I recently endured a milestone birthday which felt like a sort of dividing line—one of those everything before/after demarcations forcing, for perhaps the first time in my adult life, a realization of being “on the other side” of the proverbial hill. How to best “live in the moment” and “be present” in this now second part of life? What does it mean to make the most of each day? Can one make up for lost time?
Such melancholy ethos informs the precise, impeccably crafted Living, featuring a sterling Bill Nighy as a regimented London bureaucrat who only learns to live upon the late-life news that his day are, in fact, numbered. An understated update of Kurosawa’s 1952 masterpiece Ikiru (Japanese for “to live”), Living has been adroitly scripted by Nobel winner Kazuo Ishiguro, transporting the drama to postwar 1952 London while affording the seventy-two-year-old Nighy perhaps the richest character of his career.
A hushed, elegant study of a self-contained gentleman on a twilight excursion into the human condition, Nighy stars as the cooly detached septuagenarian Mr. Williams, supervisor to the London City Council’s public works department and a man of complete restraint; his reserved manner might be mistaken for imperious by his younger team of clerks, notably the impressionable, fledgling Mr. Wakeling (Alex Sharp).
A long widowed introvert and father to an adult son (Barney Fishwick) and daughter (Patsy Ferran) with whom he resides, the fastidious Mr. Williams runs a tight ship at the office, routinely bogging down citizen requests in red tape; he’s resigned to do as little as possible to make a difference for the city’s residents. While he may project a veneer of long-held professionalism, in truth he shirks making any difference to the city’s residents, stifled by decades of professional boredom which have bred withdrawal. His is the daily drudgery of a life half, or perhaps just a quarter, truly lived.
A marked shift pivots the picture when Mr. Williams is diagnosed with terminal stomach cancer and given mere months to live, forcing a sobering re-evaluation of priorities and engagement. Can Mr. Williams turn things around and create meaning in his little remaining time? Can any of us?
Try he will, and Living comes to life the moment its very civil servant sheds his mundane commitments to face his mortality–on his morning commute he skips his train stop and, to the confusion of his staff, does not show up at the office, only to land in Brighton (also the location of Sam Mendes’ Empire of Light) where he befriends a rakish young man played by the always interesting Tom Burke (The Souveneir), who takes him for a night on the town, one of drinks and music and color and poignant memory.
A chance public meeting with his spritely, soon-to-be-departing young assistant Margaret (the wonderful Aimee Lou Wood) leads to an unexpected connection, the pair dining out, taking in afternoon matinees at the cinema and, eventually, truth telling. Their platonic but substantive union is one of the film’s warmest flourishes.
Living is unquestionably the film and character Nighy has been waiting for across an estimable career that includes four decades of credits including the Royal National Theatre, television and high-profile commercial films from Notes on a Scandal, The Best Exotic Marigold Hotel, Pirates of the Caribbean and BAFTA-winning signature role as the ribald aging rocker in Richard Curtis’ beloved Love Actually, fully utilizing the actor’s unique, inspired vocal and physical eccentricities.
As Mr. Williams, he reaches deep inside for a contemplative stillness, a sort of richly thinking portrait that, with a lesser actor, might fail to register for the camera. But Nighy, with a gradually opening tenderness and sadness, holds every close-up in a performance worthy of its Oscar buzz; it may not be the most acting this year, but it could well be near the best.

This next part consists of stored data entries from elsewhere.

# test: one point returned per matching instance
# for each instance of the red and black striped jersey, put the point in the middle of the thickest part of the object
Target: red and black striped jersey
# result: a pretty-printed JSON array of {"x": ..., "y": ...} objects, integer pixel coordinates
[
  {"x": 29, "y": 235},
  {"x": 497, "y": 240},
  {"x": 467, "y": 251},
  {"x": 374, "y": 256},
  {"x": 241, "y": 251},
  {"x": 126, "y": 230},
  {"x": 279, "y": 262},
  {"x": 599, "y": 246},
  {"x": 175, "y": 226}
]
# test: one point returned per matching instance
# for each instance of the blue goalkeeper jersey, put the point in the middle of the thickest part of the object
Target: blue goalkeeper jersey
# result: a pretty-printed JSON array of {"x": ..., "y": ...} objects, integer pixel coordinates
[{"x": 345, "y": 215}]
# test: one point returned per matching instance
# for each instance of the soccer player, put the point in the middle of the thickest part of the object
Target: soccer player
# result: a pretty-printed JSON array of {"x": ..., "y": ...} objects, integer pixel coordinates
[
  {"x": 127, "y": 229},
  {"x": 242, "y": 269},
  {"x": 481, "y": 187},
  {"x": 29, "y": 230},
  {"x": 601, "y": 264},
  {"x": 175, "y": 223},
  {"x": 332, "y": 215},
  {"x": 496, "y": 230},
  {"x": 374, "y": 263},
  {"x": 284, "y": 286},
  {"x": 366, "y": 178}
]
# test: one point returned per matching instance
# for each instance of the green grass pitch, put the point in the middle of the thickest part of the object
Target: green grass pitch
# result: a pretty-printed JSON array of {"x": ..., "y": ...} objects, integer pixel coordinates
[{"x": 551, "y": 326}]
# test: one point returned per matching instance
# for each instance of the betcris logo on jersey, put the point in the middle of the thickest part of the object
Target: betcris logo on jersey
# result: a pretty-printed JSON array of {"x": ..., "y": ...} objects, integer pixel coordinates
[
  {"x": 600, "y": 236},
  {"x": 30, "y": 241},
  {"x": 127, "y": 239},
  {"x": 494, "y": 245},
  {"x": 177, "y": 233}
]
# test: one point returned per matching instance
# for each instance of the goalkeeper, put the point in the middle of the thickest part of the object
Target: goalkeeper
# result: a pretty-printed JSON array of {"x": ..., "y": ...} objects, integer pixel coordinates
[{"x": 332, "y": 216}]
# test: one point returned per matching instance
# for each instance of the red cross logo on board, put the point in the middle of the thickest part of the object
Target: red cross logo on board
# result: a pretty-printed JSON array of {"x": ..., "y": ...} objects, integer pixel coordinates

Ishiguro has traveled this road in the past with his indelible novel The Remains of the Day, a spiritual cousin to Living and a much revered Merchant/Ivory film adaptation featuring Anthony Hopkins as the similarly restrained Mr. Stevens, a butler who, like his Mr. Williams, would find his orderly existence upended. Directed with burnished stateliness and intelligence by South African filmmaker Oliver Hermanus, Living isn’t perfect, and often feels a bit too measured for its own good. And Ishiguro takes a bold narrative leap in the final act that requires both patience and a perspective shift; it may not work in full and its abruptness feels questionable.
For a story with such an expansive theme–what one might reflect upon and course correct if the end was quickly approaching–Living sometimes feels slightly too economical and contained in execution, rather than universal or possessing an expected sweep.
Yet near the picture’s end, there is a subtle moment where an important urban project, one which Mr. Williams has devoted himself to during his final days, comes to fruition, leading to a two-character exchange both mournful and affirming. Nighy makes this and every minute of Living compelling, and he is the reason to see the film.